Ideas and doubts for a simple model

I have recently started using stan and have some questions.

I have 2 datasets that solves 2 different equations but with a common parameter, m1.
Eq1: y1 = m1x1+q1
Eq2: y2 = m1
x2 + m2*x3 + q2

my parameters are: m1,m2,q1,q2
and my known data: y1,y2,x1,x2,x3.

In eq1 m1 is more identifiable so I want to solve eq1 first and use its posterior as prior.
How can I proceed?
Do I need to write 2 stan codes (read the output of the first one and use them as input to the second), one for each equation?

And another question: my data has an unknown uncertainty, should I consider it with a new parameter?

Thank you

It sounds like the right approach might actually be to fit both in the same Stan program, which is pretty straightforward. For example,

y1 ~ normal(m1 * x1 + q1, sigma_1);
y2 ~ normal(m1 * x2 + m2 * x3 + q2, sigma_2);

I would give something like that a try before trying anything like fitting them sequentially. It’s not always straightforward to feed the posterior from one model in as a prior to another model because the posterior is represented as thousands of draws that don’t always correspond to any named distribution (except in special cases). That said, you could search on the forum and find different approaches for doing that. I don’t have time right now to do the search myself, but I know there have been discussions on the forum about multiple different ways of doing it.

It sounds like maybe you want to estimate a residual standard deviation, like in a linear regression model? If that, then you can just use a parameter like you said. That would be like the sigmas in my example above (declare them with <lower=0> in the parameters block because they are constrained to be positive).

Or do you mean that each data point has nontrivial measurement error? That’s a little bit more complicated but definitely doable. The Stan User’s Guide has a chapter on measurement error that gives some examples.

1 Like

Thank you @jonah for you kind reply!

In this way (by solving the 2 equations in the same code) I am considering a joint likelihood, right?
Is this affected if the numbers of data I have in the 2 datasets (6 for eq1, and 54 for eq2) is different?

And as for the second question, yes I was asking about sigma, it is clear now, thank you.

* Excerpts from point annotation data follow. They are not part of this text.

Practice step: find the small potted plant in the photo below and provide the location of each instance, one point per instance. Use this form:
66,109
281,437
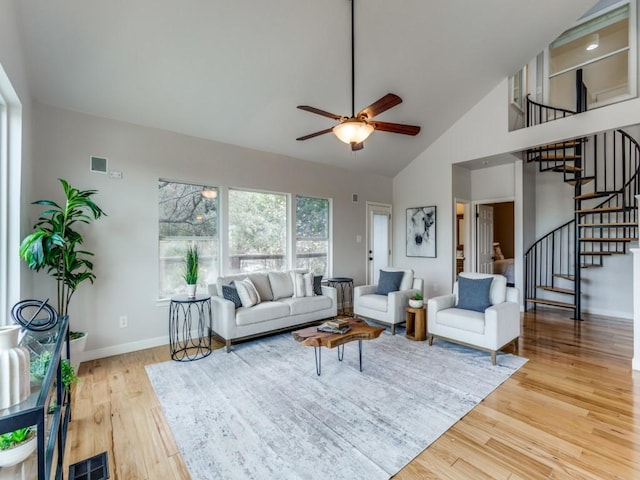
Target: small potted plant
416,301
16,446
191,270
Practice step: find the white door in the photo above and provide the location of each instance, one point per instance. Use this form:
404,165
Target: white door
379,240
484,238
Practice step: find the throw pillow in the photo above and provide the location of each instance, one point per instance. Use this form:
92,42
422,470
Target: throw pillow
473,294
308,284
247,292
261,282
281,285
230,292
389,282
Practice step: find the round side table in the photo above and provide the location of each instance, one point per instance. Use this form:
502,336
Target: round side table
189,334
344,288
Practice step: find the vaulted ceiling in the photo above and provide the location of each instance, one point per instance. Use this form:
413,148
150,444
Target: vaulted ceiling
235,70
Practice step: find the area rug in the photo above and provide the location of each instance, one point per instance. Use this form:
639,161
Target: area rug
261,412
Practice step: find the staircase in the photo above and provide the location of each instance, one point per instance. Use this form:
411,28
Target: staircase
603,170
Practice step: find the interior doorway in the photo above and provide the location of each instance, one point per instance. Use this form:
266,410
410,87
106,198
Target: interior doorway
378,240
495,239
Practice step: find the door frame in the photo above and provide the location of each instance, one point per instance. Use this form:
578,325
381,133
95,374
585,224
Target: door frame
370,208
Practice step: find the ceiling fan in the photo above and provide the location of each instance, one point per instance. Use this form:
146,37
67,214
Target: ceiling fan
355,129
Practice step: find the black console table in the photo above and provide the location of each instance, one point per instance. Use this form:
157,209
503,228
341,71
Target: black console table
48,409
190,324
344,288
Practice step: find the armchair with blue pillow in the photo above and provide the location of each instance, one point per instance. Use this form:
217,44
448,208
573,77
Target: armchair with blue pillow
386,301
482,312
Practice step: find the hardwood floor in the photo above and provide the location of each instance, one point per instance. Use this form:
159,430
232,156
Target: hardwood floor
570,412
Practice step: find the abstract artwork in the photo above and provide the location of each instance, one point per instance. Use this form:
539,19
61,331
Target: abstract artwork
421,232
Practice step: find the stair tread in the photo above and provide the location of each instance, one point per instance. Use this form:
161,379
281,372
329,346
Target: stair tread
565,291
610,224
583,181
566,168
571,278
612,239
551,302
587,196
600,210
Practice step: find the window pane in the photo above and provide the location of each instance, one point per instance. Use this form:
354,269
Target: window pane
312,234
605,79
188,214
257,231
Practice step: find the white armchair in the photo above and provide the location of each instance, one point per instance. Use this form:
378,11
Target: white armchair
387,309
490,329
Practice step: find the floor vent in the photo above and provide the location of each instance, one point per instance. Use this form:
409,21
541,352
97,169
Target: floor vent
94,468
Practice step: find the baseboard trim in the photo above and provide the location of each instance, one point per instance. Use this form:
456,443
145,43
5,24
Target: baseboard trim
125,348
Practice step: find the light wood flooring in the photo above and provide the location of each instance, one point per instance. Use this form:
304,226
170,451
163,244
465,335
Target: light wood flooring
569,412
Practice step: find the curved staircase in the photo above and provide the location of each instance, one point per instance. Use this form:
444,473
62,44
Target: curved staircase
603,169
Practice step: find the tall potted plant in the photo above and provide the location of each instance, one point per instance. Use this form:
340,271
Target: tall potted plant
191,270
55,244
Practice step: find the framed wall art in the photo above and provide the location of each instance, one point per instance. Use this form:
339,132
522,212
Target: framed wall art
421,232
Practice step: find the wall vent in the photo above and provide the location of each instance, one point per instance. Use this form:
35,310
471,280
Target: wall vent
98,164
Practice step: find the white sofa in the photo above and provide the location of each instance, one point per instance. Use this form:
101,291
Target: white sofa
270,315
490,330
386,309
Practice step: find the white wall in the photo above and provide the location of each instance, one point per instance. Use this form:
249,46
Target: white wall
483,132
19,171
126,241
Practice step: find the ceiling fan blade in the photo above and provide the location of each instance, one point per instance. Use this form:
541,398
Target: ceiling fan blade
396,128
316,134
379,106
315,110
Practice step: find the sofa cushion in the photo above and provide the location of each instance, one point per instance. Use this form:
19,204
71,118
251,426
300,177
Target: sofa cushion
281,285
389,282
307,304
375,302
247,292
230,292
261,282
461,319
261,313
473,294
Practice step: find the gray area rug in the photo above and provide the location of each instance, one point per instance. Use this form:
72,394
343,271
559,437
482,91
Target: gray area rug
261,412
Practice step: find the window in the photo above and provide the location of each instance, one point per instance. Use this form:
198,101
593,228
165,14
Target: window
257,231
312,234
188,214
603,48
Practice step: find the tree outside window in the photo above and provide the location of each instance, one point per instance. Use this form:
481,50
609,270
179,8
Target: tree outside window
188,214
312,234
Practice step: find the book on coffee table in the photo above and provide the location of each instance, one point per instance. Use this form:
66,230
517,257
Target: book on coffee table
329,329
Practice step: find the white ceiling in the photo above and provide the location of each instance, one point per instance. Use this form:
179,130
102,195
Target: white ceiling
235,70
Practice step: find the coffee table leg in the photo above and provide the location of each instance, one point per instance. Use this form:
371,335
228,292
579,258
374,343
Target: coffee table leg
317,351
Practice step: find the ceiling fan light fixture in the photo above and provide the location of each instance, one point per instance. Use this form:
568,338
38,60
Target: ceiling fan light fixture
353,131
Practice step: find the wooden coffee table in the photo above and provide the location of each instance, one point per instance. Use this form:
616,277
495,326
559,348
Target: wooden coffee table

That shouldn’t be a problem. You can fit equation 1 using 6 observations and equation 2 using 54 in the same model. Roughly something like this:

data {
  int N1; // will be 6
  vector[N1] x1;
  vector[N1] y1;

  int N2; // will be 54
  vector[N2] x2;
  vector[N2] x3;
  vector[N2] y2;
parameters {
  real m1;
  real m2;
  real q1;
  real q2;
  real<lower=0> sigma1;
  real<lower=0> sigma2; 
model {
  y1 ~ normal(m1 * x1 + q1, sigma_1);
  y2 ~ normal(m1 * x2 + m2 * x3 + q2, sigma_2);
  // also probably add priors for the parameters here

Thank you. However the results are better if I separate the problems (2 different stan codes).
Do you think it is feasible to accept the posterior distribution of m1 as the final distribution and use it in model 2 to solve y2 equation?
Basically, I want to fix the m1 distribution in order to determine only the distributions of m2 and q2 from the second equation. In this way I can’t define m1 in the parameter block.
Do I have to declare it in the data block? How is defined the likelihood then?

Thank you

@Jonah is right that you should just fit a joint model. But I’d be careful about what it means to be the “same parameter”. They may have a similar role, but regression coefficients change meaning in the presence of other regression coefficients.

There’s no way to capture a posterior and use it as a prior in Stan unless everything is conjugate and you unfold it by hand.

On the other hand, as @Jonah suggested, fitting the joint model is equivalent to using whatever ad hoc posterior comes from the first model as the prior to the second model. If your first likelihood is p(y_1 \mid \theta) with a prior of p(\theta) and you want to use the posterior as the prior for a regression of p(y_2 \mid \theta, \phi), then that is

p(\theta \mid y_1) \cdot p(\phi) \cdot p(y_2 \mid \theta, \phi) \propto p(y_1 \mid \theta) \cdot p(\theta) \cdot p(\phi) \cdot p(y_2 \mid \theta, \phi).